Now a man from the house of Levi went and took a Levite woman as a wife. The woman became pregnant and bore a son. When she saw that he was a special[a] child, she hid him for three months. When she was no longer able to hide him, she got a papyrus basket for him and coated it with tar and pitch. She put the child into it and placed it in the reeds along the bank of the Nile. His sister stood at a distance to see what would happen to him.

Pharaoh’s daughter came down to bathe in the Nile, and her attendants were walking along the bank of the Nile. Pharaoh’s daughter saw the basket among the reeds and sent her servant girl to get it. She opened it and saw the child. It was a boy, and he was crying. She felt sorry for him and said, “This is one of the Hebrew boys.”

Then his sister said to Pharaoh’s daughter, “Should I go and call a wet nurse from the Hebrew women to nurse the child for you?”

Pharaoh’s daughter said to her, “Yes, go.”

So the young woman went and called the child’s mother to come. Pharaoh’s daughter said to her, “Take this child and nurse him for me, and I will pay you for doing it.”

So the woman took the child and nursed him. 10 When the child grew up, she brought him to Pharaoh’s daughter, and he became her son. She named him Moses, with the explanation, “Because I drew him up out of the water.”[b]

Moses Flees to Midian

11 After some time, when Moses had grown up, he went out to his own people and observed their forced labor. He saw an Egyptian striking a Hebrew, one of his own people. 12 After he looked this way and that, and he saw that no one was there, he struck down the Egyptian and hid him in the sand.

13 The next day when he went out, he came upon two Hebrew men who were fighting. He said to the one in the wrong, “Why were you striking your fellow Hebrew?”

14 The man said, “Who made you a ruler and a judge over us? Are you planning to kill me just as you killed the Egyptian?”

Moses was afraid and thought, “What I have done has definitely become known.” 15 When Pharaoh heard what Moses had done, he sought to kill Moses. Moses, however, fled from Pharaoh’s presence and went to live in the land of Midian. There he sat down by a well.

16 Now a priest of Midian had seven daughters. They came and started drawing water. They filled the troughs to water their father’s flock, 17 but some shepherds came and drove them away. Moses, however, stood up and helped them.

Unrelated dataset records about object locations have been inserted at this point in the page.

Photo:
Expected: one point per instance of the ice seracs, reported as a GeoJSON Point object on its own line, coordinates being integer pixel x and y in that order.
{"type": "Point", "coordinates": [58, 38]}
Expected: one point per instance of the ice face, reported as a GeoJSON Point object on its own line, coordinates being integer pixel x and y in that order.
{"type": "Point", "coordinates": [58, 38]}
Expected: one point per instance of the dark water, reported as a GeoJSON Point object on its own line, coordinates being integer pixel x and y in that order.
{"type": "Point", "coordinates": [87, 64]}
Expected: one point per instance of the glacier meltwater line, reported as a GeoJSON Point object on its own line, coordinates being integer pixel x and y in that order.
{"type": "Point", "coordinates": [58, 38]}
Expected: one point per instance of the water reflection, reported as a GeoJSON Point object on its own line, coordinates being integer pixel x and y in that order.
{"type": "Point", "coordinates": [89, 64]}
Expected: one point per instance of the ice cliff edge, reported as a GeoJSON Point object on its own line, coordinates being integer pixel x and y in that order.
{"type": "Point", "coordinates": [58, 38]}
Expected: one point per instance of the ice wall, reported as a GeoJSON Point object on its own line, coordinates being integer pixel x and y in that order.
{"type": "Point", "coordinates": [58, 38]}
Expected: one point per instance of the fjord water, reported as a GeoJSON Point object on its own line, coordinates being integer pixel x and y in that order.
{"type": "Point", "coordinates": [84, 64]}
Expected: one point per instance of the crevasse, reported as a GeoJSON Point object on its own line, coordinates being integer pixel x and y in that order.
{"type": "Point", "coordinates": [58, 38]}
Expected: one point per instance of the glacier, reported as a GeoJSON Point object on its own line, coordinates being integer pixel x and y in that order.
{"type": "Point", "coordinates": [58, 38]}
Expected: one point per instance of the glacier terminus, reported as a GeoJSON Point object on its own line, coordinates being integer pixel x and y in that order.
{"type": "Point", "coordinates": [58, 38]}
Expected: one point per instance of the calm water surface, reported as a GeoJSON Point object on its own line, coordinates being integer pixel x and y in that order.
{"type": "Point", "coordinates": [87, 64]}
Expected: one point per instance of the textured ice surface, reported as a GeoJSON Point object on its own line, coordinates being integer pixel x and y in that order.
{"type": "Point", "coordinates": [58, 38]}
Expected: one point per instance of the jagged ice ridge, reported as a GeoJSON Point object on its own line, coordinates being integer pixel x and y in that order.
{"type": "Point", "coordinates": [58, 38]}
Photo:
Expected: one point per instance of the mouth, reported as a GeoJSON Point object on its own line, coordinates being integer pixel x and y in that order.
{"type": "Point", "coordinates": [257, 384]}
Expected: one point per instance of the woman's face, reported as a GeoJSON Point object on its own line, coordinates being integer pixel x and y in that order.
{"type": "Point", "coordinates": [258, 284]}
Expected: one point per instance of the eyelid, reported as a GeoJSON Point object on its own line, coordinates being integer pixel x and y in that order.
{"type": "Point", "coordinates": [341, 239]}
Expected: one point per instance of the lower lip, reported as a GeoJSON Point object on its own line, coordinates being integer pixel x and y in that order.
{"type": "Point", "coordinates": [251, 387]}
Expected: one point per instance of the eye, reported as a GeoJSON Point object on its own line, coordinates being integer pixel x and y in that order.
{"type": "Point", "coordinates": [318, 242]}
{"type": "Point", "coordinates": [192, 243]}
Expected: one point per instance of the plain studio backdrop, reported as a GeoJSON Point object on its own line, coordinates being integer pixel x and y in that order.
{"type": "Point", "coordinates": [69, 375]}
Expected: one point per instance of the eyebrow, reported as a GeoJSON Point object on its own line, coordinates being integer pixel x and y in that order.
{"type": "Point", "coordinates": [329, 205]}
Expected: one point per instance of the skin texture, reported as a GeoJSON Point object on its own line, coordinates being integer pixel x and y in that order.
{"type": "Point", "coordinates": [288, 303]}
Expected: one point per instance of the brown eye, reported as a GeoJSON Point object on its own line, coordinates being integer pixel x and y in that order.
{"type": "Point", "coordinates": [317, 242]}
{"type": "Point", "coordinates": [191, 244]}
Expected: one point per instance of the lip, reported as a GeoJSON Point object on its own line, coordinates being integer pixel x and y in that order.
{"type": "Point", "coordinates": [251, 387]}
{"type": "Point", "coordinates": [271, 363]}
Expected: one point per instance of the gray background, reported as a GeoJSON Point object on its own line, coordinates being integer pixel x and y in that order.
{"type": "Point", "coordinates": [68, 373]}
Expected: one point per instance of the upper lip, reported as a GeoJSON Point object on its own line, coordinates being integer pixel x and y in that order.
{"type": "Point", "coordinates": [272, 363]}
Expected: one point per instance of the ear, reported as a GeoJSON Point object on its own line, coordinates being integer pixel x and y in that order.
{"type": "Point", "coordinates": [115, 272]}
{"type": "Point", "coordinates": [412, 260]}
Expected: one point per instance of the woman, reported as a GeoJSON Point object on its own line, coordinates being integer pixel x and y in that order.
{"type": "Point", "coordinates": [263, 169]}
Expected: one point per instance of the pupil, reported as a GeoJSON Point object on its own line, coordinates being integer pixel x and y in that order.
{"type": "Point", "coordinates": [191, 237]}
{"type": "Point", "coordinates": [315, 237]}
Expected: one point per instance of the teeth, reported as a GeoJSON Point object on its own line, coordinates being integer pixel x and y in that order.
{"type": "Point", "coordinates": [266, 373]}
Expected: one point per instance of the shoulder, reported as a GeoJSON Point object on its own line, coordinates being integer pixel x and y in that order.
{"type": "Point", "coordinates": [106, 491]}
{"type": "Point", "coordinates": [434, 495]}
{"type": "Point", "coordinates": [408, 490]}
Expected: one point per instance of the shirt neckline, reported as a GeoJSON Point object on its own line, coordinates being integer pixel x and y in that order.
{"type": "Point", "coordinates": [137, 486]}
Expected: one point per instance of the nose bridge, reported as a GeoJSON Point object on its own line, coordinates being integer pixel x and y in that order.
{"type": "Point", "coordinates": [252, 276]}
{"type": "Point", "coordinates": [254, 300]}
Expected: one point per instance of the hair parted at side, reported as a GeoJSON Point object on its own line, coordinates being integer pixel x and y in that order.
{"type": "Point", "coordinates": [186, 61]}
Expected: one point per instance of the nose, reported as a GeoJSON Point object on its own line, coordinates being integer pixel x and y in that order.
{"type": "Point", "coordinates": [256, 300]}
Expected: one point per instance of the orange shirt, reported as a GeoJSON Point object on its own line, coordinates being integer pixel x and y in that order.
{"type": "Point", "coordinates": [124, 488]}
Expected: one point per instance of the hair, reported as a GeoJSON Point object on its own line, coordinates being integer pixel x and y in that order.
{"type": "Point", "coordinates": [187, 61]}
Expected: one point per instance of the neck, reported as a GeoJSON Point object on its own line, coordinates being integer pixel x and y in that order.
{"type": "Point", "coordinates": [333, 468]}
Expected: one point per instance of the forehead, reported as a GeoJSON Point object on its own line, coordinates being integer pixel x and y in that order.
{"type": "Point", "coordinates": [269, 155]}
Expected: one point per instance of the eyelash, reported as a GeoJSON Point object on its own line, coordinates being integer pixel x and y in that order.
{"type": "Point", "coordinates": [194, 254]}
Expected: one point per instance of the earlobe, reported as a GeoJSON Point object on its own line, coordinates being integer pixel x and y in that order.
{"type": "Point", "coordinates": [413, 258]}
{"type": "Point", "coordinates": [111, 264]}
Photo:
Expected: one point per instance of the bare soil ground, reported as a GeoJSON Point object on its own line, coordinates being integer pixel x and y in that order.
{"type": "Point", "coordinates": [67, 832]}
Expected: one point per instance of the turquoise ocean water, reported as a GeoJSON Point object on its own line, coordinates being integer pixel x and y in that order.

He then watered their flock. 18 When the daughters came to Reuel, their father, he said, “Why have you returned so early today?”

19 They said, “An Egyptian man rescued us from the shepherds. He even drew water for us and watered the flock.”

20 Reuel said to his daughters, “Where is he? Why have you left the man there? Invite him to have something to eat.”

21 Moses agreed to stay with the man. The man gave his daughter Zipporah to Moses as a wife. 22 She gave birth to a son, and Moses named him Gershom, for he said, “I have become an alien[c] living in a foreign land.”

God Hears Israel’s Groaning

23 After a long time, the king of Egypt died. The Israelites groaned because of their slavery. They cried out, and their cry for help because of their slavery went up to God. 24 So God heard their groaning, and he remembered his covenant with Abraham, with Isaac, and with Jacob. 25 God saw the people of Israel, and God watched over them.

Footnotes

  1. Exodus 2:2 Literally good
  2. Exodus 2:10 Moses sounds like the Hebrew verb for draw up.
  3. Exodus 2:22 Gershom sounds like the Hebrew for an alien there.